547 So. 2d 1247 | Fla. Dist. Ct. App. | 1989

547 So. 2d 1247 (1989)

Nancy Marshall DRISCOLL, Appellant,
v.
James Henry DRISCOLL, Appellee.

No. 88-1035.

District Court of Appeal of Florida, Fourth District.

August 9, 1989.
Rehearing Denied September 19, 1989.

*1248 William D. Anderson, Jr., of William D. Anderson, Jr., P.A., Stuart, for appellant.

Jeffrey F. Thomas of Swann, Haddock, Kohl, Bobko & McKey, Stuart, for appellee.

LETTS, Judge.

At the conclusion of a dissolution proceeding, the trial court did not award any permanent periodic alimony. We reverse.

This is not an equitable distribution case for, indeed, there is little to distribute. Moreover, we are dealing with a marriage of only 5 years duration, no children, and each spouse having been married before. The wife is fifty-seven years old and upon entering into this union she gave up alimony payments due her from a previous marriage.

The dissolution now before us, has left the wife in a pathetic financial state. She has returned to work at the minimum wage and nets only $154 per week or some $8,000 per annum. The husband is in somewhat better shape, paying himself $450 per week "draw-down" out of his solely owned business which does, in addition, pay for some of his expenses.

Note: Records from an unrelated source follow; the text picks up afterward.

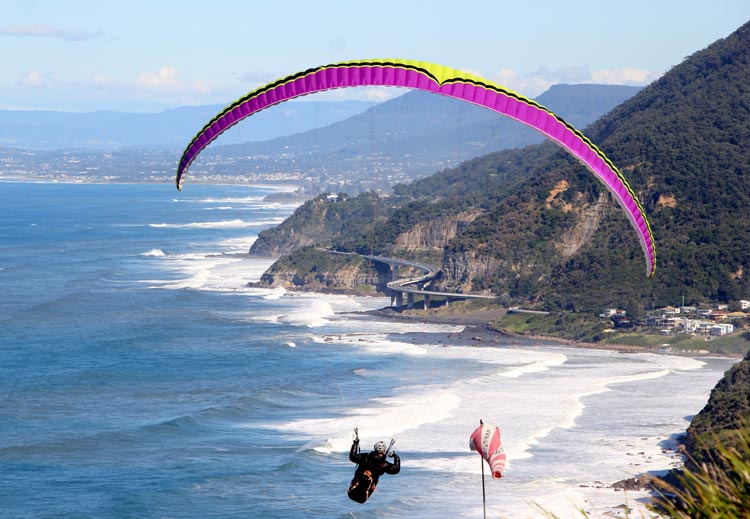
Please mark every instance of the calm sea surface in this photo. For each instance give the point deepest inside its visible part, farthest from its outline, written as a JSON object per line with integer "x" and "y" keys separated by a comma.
{"x": 141, "y": 378}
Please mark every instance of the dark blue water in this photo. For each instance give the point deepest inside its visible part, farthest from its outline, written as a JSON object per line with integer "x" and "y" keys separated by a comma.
{"x": 141, "y": 378}
{"x": 120, "y": 399}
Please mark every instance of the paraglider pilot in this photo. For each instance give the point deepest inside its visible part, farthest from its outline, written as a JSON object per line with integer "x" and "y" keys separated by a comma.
{"x": 370, "y": 467}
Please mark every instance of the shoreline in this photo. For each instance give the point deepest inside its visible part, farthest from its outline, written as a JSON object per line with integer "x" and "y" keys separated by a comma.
{"x": 477, "y": 331}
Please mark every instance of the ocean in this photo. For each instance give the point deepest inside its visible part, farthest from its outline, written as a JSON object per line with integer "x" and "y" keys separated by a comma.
{"x": 141, "y": 378}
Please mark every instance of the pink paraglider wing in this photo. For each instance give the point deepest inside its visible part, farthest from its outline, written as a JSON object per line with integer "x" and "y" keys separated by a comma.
{"x": 441, "y": 80}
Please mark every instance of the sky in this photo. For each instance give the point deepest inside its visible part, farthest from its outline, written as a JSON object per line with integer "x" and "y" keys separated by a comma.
{"x": 152, "y": 55}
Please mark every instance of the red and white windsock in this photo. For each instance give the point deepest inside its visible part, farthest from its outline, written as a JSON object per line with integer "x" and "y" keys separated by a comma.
{"x": 486, "y": 441}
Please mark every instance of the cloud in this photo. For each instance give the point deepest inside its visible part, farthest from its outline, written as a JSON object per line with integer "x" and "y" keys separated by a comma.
{"x": 47, "y": 31}
{"x": 39, "y": 80}
{"x": 534, "y": 83}
{"x": 164, "y": 78}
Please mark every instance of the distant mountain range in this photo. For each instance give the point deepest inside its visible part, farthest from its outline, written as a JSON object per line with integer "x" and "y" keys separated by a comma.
{"x": 422, "y": 132}
{"x": 534, "y": 226}
{"x": 111, "y": 131}
{"x": 327, "y": 146}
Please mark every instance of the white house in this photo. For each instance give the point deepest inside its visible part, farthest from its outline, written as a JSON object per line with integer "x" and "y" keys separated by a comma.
{"x": 722, "y": 329}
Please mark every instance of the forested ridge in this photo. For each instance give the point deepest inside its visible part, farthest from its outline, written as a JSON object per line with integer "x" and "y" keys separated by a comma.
{"x": 553, "y": 233}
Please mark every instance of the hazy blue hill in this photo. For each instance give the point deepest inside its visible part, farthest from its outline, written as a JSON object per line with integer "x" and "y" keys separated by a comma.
{"x": 106, "y": 131}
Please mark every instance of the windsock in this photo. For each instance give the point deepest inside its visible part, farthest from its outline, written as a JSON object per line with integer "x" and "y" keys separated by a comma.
{"x": 486, "y": 441}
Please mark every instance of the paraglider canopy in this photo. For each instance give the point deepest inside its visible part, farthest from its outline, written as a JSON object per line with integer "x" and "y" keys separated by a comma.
{"x": 442, "y": 80}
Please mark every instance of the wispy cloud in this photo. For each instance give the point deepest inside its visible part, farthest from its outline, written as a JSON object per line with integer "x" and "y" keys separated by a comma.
{"x": 48, "y": 31}
{"x": 153, "y": 89}
{"x": 534, "y": 83}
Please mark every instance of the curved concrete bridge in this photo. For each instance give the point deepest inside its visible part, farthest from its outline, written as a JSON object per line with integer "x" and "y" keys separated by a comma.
{"x": 416, "y": 285}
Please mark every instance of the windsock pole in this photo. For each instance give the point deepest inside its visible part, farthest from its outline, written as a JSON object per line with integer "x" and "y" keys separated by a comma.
{"x": 484, "y": 496}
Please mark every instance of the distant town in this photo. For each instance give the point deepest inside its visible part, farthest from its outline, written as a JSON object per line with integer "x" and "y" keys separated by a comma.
{"x": 312, "y": 174}
{"x": 702, "y": 321}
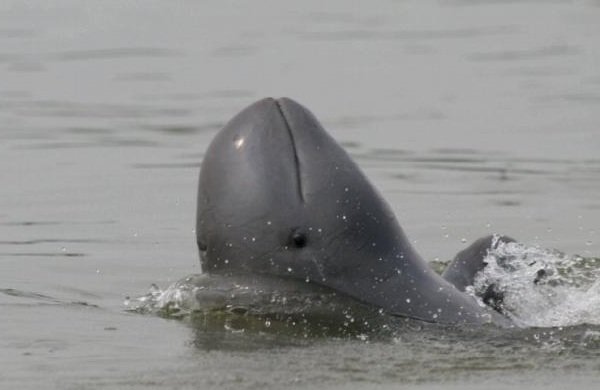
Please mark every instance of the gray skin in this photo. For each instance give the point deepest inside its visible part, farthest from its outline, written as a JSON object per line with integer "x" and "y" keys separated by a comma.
{"x": 279, "y": 197}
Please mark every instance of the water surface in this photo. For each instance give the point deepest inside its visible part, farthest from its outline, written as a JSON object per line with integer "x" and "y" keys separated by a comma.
{"x": 471, "y": 118}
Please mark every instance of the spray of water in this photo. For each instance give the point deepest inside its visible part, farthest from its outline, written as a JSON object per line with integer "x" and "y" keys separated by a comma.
{"x": 541, "y": 287}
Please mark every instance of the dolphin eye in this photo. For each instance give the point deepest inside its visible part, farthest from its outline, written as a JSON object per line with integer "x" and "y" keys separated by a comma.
{"x": 298, "y": 239}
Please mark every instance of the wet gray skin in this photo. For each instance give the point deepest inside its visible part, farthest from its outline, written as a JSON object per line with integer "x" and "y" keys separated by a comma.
{"x": 278, "y": 196}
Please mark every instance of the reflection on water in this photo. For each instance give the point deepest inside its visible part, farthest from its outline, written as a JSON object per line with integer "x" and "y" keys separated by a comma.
{"x": 471, "y": 117}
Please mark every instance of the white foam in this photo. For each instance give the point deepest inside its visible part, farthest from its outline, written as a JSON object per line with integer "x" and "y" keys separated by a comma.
{"x": 543, "y": 288}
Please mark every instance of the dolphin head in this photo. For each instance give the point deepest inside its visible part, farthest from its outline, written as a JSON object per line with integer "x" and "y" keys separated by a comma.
{"x": 278, "y": 196}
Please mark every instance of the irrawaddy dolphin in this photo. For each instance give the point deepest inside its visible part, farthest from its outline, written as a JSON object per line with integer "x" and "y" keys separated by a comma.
{"x": 279, "y": 197}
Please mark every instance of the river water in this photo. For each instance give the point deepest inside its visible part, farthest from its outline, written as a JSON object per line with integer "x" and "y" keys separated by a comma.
{"x": 471, "y": 117}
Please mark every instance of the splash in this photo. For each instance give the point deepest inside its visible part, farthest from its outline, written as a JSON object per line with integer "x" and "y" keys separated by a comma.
{"x": 260, "y": 304}
{"x": 542, "y": 287}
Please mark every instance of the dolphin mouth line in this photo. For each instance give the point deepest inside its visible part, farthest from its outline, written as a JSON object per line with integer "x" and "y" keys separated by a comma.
{"x": 288, "y": 127}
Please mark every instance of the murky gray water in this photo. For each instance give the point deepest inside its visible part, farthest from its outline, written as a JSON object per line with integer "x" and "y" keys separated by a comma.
{"x": 472, "y": 117}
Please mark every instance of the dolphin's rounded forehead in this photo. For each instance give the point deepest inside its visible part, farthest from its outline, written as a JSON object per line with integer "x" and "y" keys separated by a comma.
{"x": 272, "y": 170}
{"x": 278, "y": 196}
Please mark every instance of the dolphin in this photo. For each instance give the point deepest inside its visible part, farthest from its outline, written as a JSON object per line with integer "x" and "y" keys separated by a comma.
{"x": 279, "y": 197}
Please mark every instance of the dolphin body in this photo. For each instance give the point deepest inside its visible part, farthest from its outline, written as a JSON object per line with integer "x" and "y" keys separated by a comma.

The husband argues that this is not a long-term marriage and we do not disagree with that. However, there is no case that prohibits the award of permanent periodic alimony upon dissolution of a five year marriage and we certainly believe it is appropriate under the totality of the circumstances here. Under the terms of the final judgment, the husband was ordered to make twelve $250 payments, one each month. We hold that these monthly payments shall continue as permanent periodic alimony, payable $250 per month, commencing August 15th, 1989.[1]

In all other respects, the final judgment is affirmed.

AFFIRMED IN PART; REVERSED IN PART.

WALDEN, J., concurs.

GUNTHER, J., dissents with opinion.

GUNTHER, Judge, dissenting:

Although I agree that an award of permanent periodic alimony is proper in this case, I respectfully dissent from that portion of the majority opinion which specifies the exact amount of the award. In my view, the case should be reversed on the issue of permanent periodic alimony and remanded to the trial court to set the amount of the award. See Douglas v. Douglas, 361 So. 2d 212 (Fla. 2d DCA 1978); and Hubble v. Hubble, 214 So. 2d 896 (Fla. 1st DCA 1968). In all other respects I agree with the majority and would affirm.

NOTES

[1] We assume the twelve monthly payments beginning March 1, 1988, and set forth in paragraph three of the final judgment, have by now been paid.